We used Casd1-deficient mice to confirm that this enzyme is responsible for 9-O-acetylation of sialic acids in vivo. We observed a complete loss of 9-O-acetylation of sialic acid on the surface of myeloid, erythroid and CD4+ T cells in Casd1-deficient mice. Although 9-O-acetylation of sialic acids on multiple hematopoietic lineages was lost, there were no obvious defects in hematopoiesis. Interestingly, erythrocytes from Casd1- deficient mice also lost reactivity to TER-119, a rat monoclonal antibody that is widely used to mark the murine erythroid lineage.
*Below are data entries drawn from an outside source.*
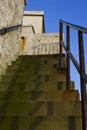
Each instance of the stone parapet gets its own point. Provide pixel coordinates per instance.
(41, 43)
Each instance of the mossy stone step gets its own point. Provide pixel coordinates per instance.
(41, 123)
(46, 86)
(11, 96)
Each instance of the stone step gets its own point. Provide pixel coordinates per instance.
(32, 71)
(59, 109)
(11, 96)
(46, 86)
(41, 123)
(46, 61)
(39, 57)
(46, 76)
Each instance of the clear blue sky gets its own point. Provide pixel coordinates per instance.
(74, 11)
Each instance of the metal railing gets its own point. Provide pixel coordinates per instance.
(9, 29)
(79, 66)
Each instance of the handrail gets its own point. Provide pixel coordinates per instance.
(9, 29)
(79, 66)
(82, 29)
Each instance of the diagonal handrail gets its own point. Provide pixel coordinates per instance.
(79, 66)
(9, 29)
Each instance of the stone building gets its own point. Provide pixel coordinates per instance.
(36, 40)
(11, 14)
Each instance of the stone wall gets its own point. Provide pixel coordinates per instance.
(44, 43)
(11, 13)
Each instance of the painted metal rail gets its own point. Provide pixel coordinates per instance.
(79, 66)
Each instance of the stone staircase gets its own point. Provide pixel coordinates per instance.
(33, 96)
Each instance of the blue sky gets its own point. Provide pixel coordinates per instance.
(73, 11)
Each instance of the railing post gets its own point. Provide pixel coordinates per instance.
(60, 45)
(68, 59)
(83, 84)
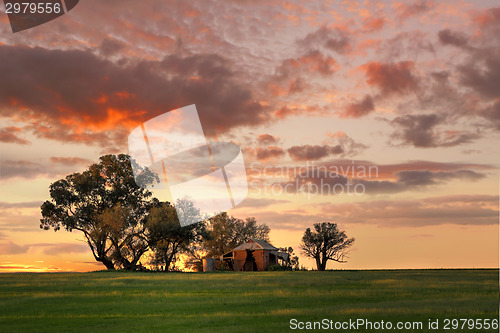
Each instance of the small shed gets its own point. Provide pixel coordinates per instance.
(254, 255)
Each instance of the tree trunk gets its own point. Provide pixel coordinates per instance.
(108, 263)
(318, 264)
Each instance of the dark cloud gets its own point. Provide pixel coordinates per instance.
(448, 37)
(23, 169)
(11, 135)
(405, 44)
(482, 72)
(372, 24)
(313, 152)
(405, 10)
(47, 248)
(322, 181)
(264, 154)
(70, 160)
(492, 113)
(26, 204)
(359, 108)
(392, 78)
(76, 95)
(422, 131)
(267, 139)
(455, 209)
(110, 46)
(63, 248)
(12, 248)
(261, 202)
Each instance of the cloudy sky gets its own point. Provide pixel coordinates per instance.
(399, 98)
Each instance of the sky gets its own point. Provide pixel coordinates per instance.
(383, 117)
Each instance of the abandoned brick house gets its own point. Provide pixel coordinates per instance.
(255, 255)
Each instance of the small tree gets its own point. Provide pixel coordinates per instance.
(325, 243)
(167, 238)
(226, 232)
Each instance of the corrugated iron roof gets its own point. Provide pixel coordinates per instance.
(256, 244)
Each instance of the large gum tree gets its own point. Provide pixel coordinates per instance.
(106, 205)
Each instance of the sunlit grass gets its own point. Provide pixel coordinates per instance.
(238, 302)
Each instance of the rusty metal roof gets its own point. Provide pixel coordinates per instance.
(256, 244)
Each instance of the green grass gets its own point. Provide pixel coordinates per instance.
(240, 302)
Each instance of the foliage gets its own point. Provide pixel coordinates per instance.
(167, 238)
(227, 232)
(293, 261)
(106, 205)
(325, 243)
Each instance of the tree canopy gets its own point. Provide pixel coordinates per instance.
(325, 242)
(106, 205)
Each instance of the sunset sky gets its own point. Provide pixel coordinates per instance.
(410, 90)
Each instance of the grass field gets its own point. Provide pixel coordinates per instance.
(240, 302)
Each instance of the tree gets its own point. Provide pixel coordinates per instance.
(167, 238)
(106, 205)
(325, 243)
(293, 260)
(227, 232)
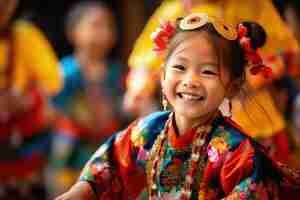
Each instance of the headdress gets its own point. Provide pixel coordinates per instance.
(166, 31)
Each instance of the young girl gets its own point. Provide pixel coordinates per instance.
(92, 83)
(191, 152)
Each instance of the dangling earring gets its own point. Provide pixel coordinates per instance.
(164, 102)
(226, 107)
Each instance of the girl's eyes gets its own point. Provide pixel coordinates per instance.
(209, 72)
(203, 70)
(179, 67)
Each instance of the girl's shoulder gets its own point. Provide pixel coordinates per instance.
(147, 128)
(230, 133)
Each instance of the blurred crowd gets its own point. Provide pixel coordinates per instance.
(56, 110)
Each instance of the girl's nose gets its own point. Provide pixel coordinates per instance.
(192, 80)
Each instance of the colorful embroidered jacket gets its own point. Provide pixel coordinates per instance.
(233, 166)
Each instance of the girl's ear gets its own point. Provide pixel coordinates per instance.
(233, 88)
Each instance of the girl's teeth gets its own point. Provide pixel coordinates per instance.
(190, 97)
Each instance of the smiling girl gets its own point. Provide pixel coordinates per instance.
(191, 151)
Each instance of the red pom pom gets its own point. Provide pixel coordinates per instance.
(242, 30)
(266, 71)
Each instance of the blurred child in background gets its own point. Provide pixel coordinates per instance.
(29, 75)
(88, 105)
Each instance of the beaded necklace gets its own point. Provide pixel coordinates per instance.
(157, 153)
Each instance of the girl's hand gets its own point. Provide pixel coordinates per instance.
(80, 191)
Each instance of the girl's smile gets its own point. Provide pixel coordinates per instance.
(194, 81)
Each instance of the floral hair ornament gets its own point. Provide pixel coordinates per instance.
(252, 55)
(162, 35)
(166, 31)
(197, 20)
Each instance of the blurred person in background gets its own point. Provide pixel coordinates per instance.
(29, 75)
(89, 104)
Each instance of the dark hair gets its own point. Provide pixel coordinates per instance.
(78, 11)
(229, 52)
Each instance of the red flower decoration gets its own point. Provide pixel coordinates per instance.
(252, 55)
(162, 36)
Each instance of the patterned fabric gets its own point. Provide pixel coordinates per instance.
(235, 166)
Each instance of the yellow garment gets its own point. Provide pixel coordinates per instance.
(279, 38)
(258, 115)
(34, 59)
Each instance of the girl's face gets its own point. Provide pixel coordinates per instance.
(95, 32)
(194, 83)
(7, 9)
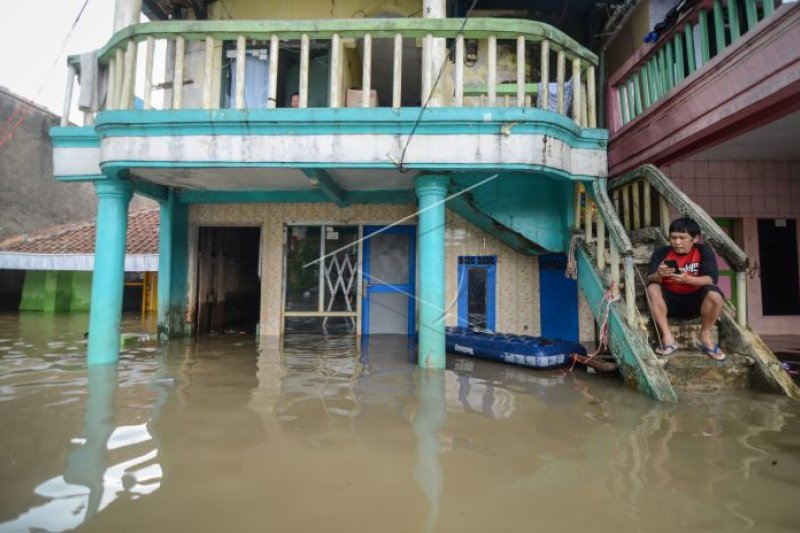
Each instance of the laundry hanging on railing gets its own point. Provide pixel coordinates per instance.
(552, 96)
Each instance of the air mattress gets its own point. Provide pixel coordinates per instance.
(524, 350)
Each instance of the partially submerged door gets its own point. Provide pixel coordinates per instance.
(228, 279)
(388, 280)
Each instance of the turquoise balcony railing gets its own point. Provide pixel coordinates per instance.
(204, 65)
(701, 34)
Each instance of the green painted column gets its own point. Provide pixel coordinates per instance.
(431, 191)
(105, 313)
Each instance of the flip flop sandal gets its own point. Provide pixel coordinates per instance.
(666, 350)
(714, 353)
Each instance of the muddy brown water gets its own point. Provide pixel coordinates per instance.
(230, 434)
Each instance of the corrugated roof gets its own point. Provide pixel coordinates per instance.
(79, 237)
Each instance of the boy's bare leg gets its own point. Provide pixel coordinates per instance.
(659, 309)
(709, 313)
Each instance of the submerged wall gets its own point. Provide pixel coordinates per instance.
(50, 290)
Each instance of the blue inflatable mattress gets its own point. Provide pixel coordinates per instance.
(534, 352)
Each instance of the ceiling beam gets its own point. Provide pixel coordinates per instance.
(327, 185)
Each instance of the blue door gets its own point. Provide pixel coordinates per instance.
(558, 296)
(476, 291)
(389, 272)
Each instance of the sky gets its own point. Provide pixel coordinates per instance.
(32, 34)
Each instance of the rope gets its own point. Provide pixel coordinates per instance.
(607, 299)
(572, 263)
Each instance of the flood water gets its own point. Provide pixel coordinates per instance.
(227, 434)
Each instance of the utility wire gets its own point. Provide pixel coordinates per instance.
(17, 118)
(401, 162)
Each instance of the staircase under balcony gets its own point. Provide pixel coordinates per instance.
(620, 226)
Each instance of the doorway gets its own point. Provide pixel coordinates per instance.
(777, 248)
(476, 291)
(389, 277)
(228, 279)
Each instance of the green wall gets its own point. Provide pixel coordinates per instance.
(51, 290)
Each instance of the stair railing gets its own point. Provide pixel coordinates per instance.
(595, 213)
(646, 191)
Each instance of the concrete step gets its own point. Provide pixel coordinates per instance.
(694, 370)
(685, 330)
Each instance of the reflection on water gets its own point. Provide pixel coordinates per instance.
(326, 434)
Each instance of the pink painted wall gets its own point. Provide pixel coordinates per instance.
(747, 190)
(740, 189)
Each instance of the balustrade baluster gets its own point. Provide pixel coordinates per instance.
(576, 90)
(544, 76)
(719, 26)
(272, 96)
(560, 68)
(208, 69)
(645, 86)
(626, 210)
(241, 62)
(614, 258)
(752, 13)
(664, 214)
(680, 72)
(733, 20)
(305, 46)
(177, 81)
(68, 96)
(491, 76)
(397, 74)
(366, 71)
(520, 71)
(601, 242)
(705, 38)
(148, 73)
(688, 36)
(112, 84)
(459, 72)
(335, 81)
(120, 75)
(592, 99)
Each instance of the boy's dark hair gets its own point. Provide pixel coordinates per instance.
(685, 225)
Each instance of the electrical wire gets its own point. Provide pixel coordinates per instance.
(400, 164)
(12, 124)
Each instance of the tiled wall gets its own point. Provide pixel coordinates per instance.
(747, 190)
(767, 189)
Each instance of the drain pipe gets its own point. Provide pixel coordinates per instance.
(126, 13)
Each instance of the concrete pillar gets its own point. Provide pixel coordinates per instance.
(126, 13)
(105, 312)
(436, 9)
(431, 191)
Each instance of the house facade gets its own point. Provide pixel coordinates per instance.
(394, 168)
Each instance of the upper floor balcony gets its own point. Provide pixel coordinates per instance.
(169, 100)
(722, 68)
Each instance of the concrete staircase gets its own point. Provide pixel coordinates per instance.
(691, 369)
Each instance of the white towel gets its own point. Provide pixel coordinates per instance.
(552, 96)
(93, 81)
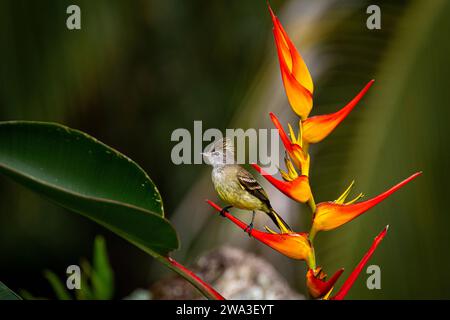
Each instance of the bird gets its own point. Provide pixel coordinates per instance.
(236, 186)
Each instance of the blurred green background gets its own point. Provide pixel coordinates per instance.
(137, 70)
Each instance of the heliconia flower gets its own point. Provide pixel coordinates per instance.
(355, 273)
(297, 80)
(317, 128)
(330, 215)
(293, 145)
(297, 189)
(317, 284)
(293, 245)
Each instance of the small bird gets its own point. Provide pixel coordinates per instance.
(237, 186)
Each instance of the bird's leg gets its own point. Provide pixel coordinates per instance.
(222, 212)
(249, 228)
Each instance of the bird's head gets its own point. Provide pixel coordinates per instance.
(220, 152)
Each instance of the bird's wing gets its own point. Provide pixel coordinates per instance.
(251, 185)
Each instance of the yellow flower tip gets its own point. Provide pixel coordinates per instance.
(345, 194)
(331, 215)
(297, 80)
(270, 230)
(317, 128)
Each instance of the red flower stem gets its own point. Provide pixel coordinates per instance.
(355, 273)
(190, 276)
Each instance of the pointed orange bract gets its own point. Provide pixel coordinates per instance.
(330, 215)
(317, 284)
(317, 128)
(355, 273)
(292, 145)
(297, 189)
(294, 72)
(293, 245)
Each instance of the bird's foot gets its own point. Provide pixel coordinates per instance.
(249, 229)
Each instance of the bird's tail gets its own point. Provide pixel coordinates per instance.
(279, 222)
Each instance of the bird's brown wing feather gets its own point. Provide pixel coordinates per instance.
(251, 185)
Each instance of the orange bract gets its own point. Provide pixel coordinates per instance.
(294, 72)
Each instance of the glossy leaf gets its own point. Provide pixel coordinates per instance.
(84, 175)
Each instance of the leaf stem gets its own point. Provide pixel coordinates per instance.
(204, 288)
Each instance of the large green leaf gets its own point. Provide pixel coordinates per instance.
(82, 174)
(7, 294)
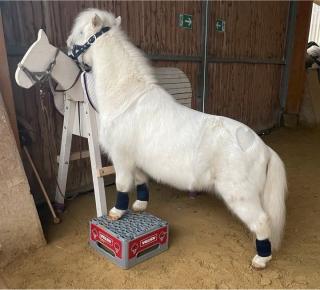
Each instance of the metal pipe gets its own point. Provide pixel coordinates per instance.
(288, 55)
(205, 53)
(246, 60)
(187, 58)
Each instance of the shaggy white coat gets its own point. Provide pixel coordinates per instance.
(147, 133)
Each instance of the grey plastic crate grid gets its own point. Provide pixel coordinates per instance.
(131, 225)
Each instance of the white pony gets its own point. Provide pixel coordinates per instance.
(147, 133)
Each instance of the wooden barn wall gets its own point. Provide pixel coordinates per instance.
(249, 92)
(254, 32)
(152, 26)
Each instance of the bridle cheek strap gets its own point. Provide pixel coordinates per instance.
(77, 50)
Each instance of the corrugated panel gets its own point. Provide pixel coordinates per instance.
(314, 32)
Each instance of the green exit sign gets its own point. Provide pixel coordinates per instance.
(185, 21)
(220, 25)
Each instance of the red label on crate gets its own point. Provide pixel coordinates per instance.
(98, 234)
(158, 237)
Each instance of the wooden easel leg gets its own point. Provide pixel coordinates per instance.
(68, 121)
(95, 159)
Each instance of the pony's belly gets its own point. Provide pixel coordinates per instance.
(175, 174)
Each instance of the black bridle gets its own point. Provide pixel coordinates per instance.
(77, 50)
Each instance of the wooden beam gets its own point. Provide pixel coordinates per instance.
(106, 171)
(297, 74)
(5, 85)
(77, 155)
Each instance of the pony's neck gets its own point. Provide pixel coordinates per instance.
(121, 72)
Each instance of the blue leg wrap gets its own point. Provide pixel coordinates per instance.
(263, 248)
(142, 192)
(122, 200)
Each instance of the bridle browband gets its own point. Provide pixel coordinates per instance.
(77, 50)
(46, 75)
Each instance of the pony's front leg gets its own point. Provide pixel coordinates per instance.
(141, 202)
(124, 182)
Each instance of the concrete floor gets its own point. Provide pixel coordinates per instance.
(209, 248)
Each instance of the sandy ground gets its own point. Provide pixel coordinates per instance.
(209, 248)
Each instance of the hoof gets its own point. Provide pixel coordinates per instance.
(140, 205)
(59, 207)
(260, 262)
(115, 214)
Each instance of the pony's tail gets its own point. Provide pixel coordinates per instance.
(274, 196)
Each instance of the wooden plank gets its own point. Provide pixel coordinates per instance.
(242, 94)
(5, 85)
(253, 29)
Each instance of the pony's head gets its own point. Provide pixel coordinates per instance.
(36, 59)
(87, 24)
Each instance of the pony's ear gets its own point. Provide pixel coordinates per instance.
(42, 37)
(96, 21)
(118, 21)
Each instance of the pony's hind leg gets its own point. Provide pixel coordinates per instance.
(248, 208)
(141, 202)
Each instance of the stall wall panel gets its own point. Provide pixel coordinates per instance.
(245, 92)
(151, 25)
(255, 29)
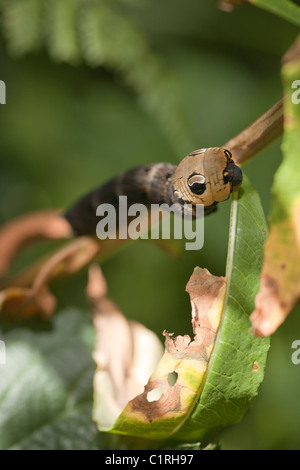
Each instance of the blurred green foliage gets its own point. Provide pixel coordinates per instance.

The sialic acid glyco-epitope recognized by TER-119 on erythrocytes was sensitive to the sialic acid O-acetyl esterase activity of the hemagglutinin-esterase from bovine coronavirus but not to the corresponding enzyme from the influenza C virus. During erythrocyte development, TER-119+ Ery-A and Ery-B cells could be stained by catalytically inactive bovine coronavirus hemaggutinin-esterase but not by the inactive influenza C hemagglutinin- esterase, while TER-119+ Ery-C cells and mature erythrocytes were recognized by both virolectins. These results suggest that throughout murine erythrocyte development, cells of the erythroid lineage express a glycoconjugate bearing a modified 7,9-di-O-acetyl form of sialic acid, that is recognized specifically by the bovine coronavirus lectin and not by the influenza C hemagglutinin, and this modified sialic acid moiety is a component of the TER-119 epitope. As erythrocytes mature, the surface of Ery-C cells and mature erythrocytes also acquire a distinct CASD1-dependent 9-O-acetyl sialic acid moiety that can be recognized by virolectins from both influenza C and bovine coronavirus that are specific for 9-O-acetyl sialic acid.